Ce que révèle l’empreinte carbone de l’optique-lunetterie en France
The Shift Project, un cercle de réflexion maintenant bien connu pour ses travaux en matière d’énergie et fondé par l’ingénieur Jean-Marc Jancovici, a récemment évalué l’empreinte carbone des dispositifs de santé visuelle que sont les verres et les lunettes. C’est une première base de travail pour ouvrir le débat sur les orientations de transitions à planifier.
Fondé il y a quinze ans par l’ingénieur Jean-Marc Jancovici, dont la réputation sur les questions d’énergie et de transition climatique n’est plus à faire, le think tank The Shift Project a regardé de près l’empreinte carbone des industries du dispositif médical. Le domaine de la santé en général, toutes filières confondues, pèse 8 % des émissions de gaz à effet de serre dans l'Hexagone. Le secteur de l’optique-lunetterie fait évidemment partie de cet univers de la santé. Dans un rapport publié mi-janvier, le cercle de réflexion fournit ainsi des données qui paraissent fiables sur l’empreinte carbone générée par les verres, d’une part, et par les montures, d’autre part. On notera à regret que le segment de la contactologie n’a pas pu, faute de données suffisantes, faire l’objet d’une analyse dans ce rapport.

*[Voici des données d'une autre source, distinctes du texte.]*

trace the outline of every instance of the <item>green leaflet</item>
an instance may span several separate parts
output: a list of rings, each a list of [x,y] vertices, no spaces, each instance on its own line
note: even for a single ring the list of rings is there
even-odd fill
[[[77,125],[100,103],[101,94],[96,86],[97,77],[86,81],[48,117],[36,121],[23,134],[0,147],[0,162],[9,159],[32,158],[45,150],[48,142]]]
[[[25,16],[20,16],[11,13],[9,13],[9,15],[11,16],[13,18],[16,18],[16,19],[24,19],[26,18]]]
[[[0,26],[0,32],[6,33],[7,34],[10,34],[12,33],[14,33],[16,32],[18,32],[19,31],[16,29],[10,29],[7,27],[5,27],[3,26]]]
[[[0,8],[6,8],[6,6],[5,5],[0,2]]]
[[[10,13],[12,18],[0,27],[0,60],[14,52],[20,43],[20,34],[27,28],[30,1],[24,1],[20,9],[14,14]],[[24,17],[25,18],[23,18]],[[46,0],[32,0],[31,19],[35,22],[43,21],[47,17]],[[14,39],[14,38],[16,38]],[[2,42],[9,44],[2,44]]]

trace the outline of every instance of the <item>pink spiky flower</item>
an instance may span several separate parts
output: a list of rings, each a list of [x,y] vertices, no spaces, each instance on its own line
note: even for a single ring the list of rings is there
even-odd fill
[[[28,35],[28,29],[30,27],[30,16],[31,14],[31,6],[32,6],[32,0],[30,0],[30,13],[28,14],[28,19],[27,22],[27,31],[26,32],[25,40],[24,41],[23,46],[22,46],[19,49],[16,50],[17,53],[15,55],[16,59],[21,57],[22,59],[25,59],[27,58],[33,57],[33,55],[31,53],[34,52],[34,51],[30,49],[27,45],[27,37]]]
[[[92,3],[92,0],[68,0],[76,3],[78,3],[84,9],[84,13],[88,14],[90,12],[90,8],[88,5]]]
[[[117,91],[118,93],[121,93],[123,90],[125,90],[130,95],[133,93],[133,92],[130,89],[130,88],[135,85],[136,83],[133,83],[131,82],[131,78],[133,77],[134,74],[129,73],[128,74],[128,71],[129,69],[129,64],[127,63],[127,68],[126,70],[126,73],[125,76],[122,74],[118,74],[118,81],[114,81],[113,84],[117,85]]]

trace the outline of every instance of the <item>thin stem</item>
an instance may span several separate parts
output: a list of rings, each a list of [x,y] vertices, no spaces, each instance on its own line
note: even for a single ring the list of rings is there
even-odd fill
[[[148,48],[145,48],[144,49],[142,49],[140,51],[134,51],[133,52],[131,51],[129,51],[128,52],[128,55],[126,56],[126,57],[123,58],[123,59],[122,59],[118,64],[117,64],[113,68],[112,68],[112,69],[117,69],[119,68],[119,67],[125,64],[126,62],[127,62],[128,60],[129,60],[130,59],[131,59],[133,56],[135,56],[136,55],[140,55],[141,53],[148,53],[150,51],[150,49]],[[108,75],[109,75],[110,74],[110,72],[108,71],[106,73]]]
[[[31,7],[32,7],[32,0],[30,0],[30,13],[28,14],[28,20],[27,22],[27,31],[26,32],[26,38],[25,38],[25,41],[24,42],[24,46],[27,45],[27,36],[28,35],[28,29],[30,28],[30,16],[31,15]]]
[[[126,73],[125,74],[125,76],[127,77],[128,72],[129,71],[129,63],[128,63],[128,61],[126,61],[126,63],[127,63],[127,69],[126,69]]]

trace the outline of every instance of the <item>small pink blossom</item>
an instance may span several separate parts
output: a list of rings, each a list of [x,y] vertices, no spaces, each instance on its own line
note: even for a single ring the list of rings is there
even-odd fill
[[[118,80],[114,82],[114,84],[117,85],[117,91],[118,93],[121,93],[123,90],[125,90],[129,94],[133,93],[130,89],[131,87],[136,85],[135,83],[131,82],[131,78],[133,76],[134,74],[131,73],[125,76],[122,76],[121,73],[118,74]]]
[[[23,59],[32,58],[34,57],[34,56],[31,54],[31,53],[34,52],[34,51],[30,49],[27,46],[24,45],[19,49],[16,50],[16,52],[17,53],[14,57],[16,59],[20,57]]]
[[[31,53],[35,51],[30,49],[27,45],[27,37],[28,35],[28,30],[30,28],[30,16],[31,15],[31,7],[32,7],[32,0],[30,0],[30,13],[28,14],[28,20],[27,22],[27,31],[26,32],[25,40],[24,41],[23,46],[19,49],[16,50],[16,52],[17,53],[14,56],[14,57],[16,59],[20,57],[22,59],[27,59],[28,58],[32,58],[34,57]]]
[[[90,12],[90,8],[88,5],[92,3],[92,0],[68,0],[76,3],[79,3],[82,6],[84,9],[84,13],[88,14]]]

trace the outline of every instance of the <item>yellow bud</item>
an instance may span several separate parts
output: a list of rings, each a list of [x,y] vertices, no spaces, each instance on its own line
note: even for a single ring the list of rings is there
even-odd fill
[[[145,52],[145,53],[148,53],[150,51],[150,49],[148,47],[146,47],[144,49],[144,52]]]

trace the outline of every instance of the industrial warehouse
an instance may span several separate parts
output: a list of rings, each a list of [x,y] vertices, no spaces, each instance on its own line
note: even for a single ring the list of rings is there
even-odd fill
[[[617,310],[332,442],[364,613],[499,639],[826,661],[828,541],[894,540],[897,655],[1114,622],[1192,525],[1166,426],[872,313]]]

Selon les estimations de The Shift Project, les productions de verres* consommés en France sont à l’origine de 81 ktCO2e** par an, ce qui représente entre 1,7 et 2,8 kgCO2e par unité. Pourquoi cette fourchette ? Parce que « l’empreinte carbone diffère grandement en fonction du lieu de production des semi-finis et du surfaçage », indique logiquement le think tank qui identifie trois cas-type. Sans surprise, si l’ensemble de la production du semi-fini et du surfaçage est réalisé en France, l'empreinte carbone est la plus faible. Dans le cas où le semi-fini vient de l’étranger et le surfaçage est réalisé chez nous, l’empreinte carbone grimpe alors de 50 % par rapport à une production entièrement tricolore. C’est le transport - majoritairement par avion depuis des pays non-européens - qui participe massivement à cette augmentation de l’empreinte carbone. Troisième et dernier scénario : lorsque toute la chaine de valeur - semi-fini ET surfaçage - est délocalisée, l’empreinte carbone associée aux verres bondit de 60 % comparativement à une fabrication strictement hexagonale. Commentaire des auteurs de l’étude : « Cela est notamment lié aux mix énergétiques plus carbonés des pays de production, principalement en Asie du Sud-Est (Philippines, Thaïlande, Chine) ». Dans ce cas de figure, ce sont d’abord les verres de stock, donc unifocaux, qui sont tout particulièrement concernés.
Et qu’en est-il des montures de lunettes, segment également évalué par The Shift Project*** ? « Nous avons estimé qu’environ 95 % des montures consommées en France sont produites à l’étranger (dont en Chine à 80 %), ce qui explique la part prépondérante de l’empreinte associée à la consommation d’énergie, le mix électrique chinois étant environ 13 fois plus carboné que le mix français », constate le cercle de réflexion qui indique par ailleurs que près de la moitié des lunettes vendues en France sont d’abord en plastique, et pour l’autre moitié en acétate ou métal. « Plus de 70 % des montures sont importées en avion, ce qui explique la part importante du transport dans la répartition de l’empreinte carbone. À noter que la part du transport est ici probablement sous-estimée : les données d’un industriel semblent montrer que ces émissions pourraient être entre 2 et 3 fois plus élevées », tient à souligner le rapport évoquant un document d’Essilor. Au global, donc, le secteur de la lunetterie en France est responsable de l’émission de 49 ktCO2e, ce qui représente environ 3 kgCO2e par unité.
* Important : le rapport s’est basé ici sur les 32 millions de verres ophtalmiques vendus en 2023 et remboursés par l’Assurance Maladie. Ce qui signifie que ne sont pris en compte ni les verres solaires, ni les verres non remboursés, et pas davantage les verres de deuxièmes et troisièmes paires. Quant aux verres de présentation, le rapport les a comptabilisés dans l’empreinte carbone des montures de lunettes.
** Les données exprimées par le think tank sont en kilos ou tonnes d’équivalent CO2 (kCO2e ou tCO2e), une mesure-étalon qui permet de comparer des activités ou des secteurs différents.
*** La base d’étude, ce sont les 16 millions de montures remboursées par l’Assurance Maladie en 2023.
Ci-dessus : en haut, empreinte carbone d'un verre multifocal en fonction du lieu de fabrication ; en bas, répartition de l'empreinte carbone moyenne d'une monture.